Netflix’s Q2 revenues grew 40% over the year to $3.9 billion, marginally short of the Street’s forecast of $3.94 billion for the quarter. EPS of $0.88 was better than the market’s projections of $0.79 for the quarter.
During the quarter, Netflix added 670,000 domestic subscribers and 4.47 million international subscribers. The market was looking for an addition of 1.2 million domestic subscribers and 5.04 million international subscribers. Netflix did not even manage to meet its own forecast of 1.2 million domestic and 5 million international subscribers.
For the current quarter, Netflix expects revenues of $3.99 billion, short of the market’s forecast of $4.13 billion for the quarter. It expects to add 650,000 domestic subscribers compared with the Street’s expectations of 953,000 subscribers. International subscriber forecast addition of 4.35 million was also short of the market’s projected addition of 5.095 million for the quarter. Netflix expects to end the quarter with $0.68 EPS compared with the Street’s forecast of $0.71 per share.
Netflix’s Growth Concerns
For Netflix, it has always been about subscriber growth. And its recent quarterly results failed to deliver on those numbers. The company mentioned that it was hurt by unfavorable currency movements during the quarter and did not give a reasonable expectation for the miss on subscribers. It claims that it had seen a similar shortfall in the subscriber growth two years ago, and believes that the recent shortfall could be seasonal as well. But if its forecast for the current quarter is to be believed, then the flat sequential growth could suggest something bigger than seasonality.

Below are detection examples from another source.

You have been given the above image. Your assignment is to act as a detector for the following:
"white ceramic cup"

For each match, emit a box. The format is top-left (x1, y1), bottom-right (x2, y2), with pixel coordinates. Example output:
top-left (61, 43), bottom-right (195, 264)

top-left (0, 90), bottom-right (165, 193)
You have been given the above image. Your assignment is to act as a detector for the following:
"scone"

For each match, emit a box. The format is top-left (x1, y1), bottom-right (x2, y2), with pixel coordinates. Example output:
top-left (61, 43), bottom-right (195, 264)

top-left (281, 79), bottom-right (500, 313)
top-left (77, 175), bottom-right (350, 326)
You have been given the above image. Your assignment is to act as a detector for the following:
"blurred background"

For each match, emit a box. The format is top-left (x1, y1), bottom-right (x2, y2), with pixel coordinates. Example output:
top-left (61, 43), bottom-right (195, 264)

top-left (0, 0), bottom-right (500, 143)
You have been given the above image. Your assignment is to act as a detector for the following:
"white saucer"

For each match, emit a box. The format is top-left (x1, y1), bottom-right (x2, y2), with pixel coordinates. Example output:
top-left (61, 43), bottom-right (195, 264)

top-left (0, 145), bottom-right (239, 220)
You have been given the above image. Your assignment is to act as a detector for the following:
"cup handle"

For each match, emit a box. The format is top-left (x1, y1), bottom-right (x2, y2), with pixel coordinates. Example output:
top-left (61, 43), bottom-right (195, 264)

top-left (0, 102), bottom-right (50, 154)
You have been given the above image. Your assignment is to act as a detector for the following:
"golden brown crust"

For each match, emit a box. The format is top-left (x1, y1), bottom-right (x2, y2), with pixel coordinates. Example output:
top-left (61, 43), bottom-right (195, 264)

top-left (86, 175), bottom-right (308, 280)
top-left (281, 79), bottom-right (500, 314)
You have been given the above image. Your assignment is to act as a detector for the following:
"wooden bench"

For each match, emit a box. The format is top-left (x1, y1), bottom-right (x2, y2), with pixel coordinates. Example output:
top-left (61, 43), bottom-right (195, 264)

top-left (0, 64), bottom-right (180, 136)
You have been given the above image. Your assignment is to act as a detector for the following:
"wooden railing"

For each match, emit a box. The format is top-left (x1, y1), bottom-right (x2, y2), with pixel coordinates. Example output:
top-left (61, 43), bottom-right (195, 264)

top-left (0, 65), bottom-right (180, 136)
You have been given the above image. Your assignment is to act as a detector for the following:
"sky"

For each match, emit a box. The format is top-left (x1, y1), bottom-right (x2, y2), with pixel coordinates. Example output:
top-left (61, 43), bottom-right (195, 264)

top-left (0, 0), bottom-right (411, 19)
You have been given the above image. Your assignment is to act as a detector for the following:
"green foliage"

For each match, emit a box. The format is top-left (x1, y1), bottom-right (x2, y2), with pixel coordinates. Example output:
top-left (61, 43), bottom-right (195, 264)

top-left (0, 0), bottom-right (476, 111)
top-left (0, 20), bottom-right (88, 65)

The market is speculating if the miss on subscribers is driven by its earlier decision to hike monthly subscription costs. Netflix needs the price hike to pay for its ballooning content costs. Over the last 12 months, it has spent $10.1 billion on content development and acquisition. That number is four and a half times the amount that HBO spent last year on the development of content for its network. The numbers don’t get better in the current year. Netflix plans to spend $8 billion in fiscal 2018 on programming and an additional $2 billion on marketing.
The spend is needed to combat rising competition. Companies like Amazon and Apple are also putting in money into content creation. Amazon is working on adding more regional content in India as it expands its Prime video service around the world. Apple is investing in original programming by signing up big names like Oprah Winfrey. Among regional players, Netflix sees rising competition from ProSiebenSat 1 Media in Germany and on-demand service Salto in France. The only way it can manage to surpass this competition is by offering a library that is more attractive than its competitors’. It needs to figure out ways to attract more subscribers to help pay for the content.
Its stock is trading at $343.89 with a market capitalization of $174.1 billion. It had touched a life high of $423.21 earlier last month. It has been climbing from the 52-week low of $160.02 that it was trading at in August last year.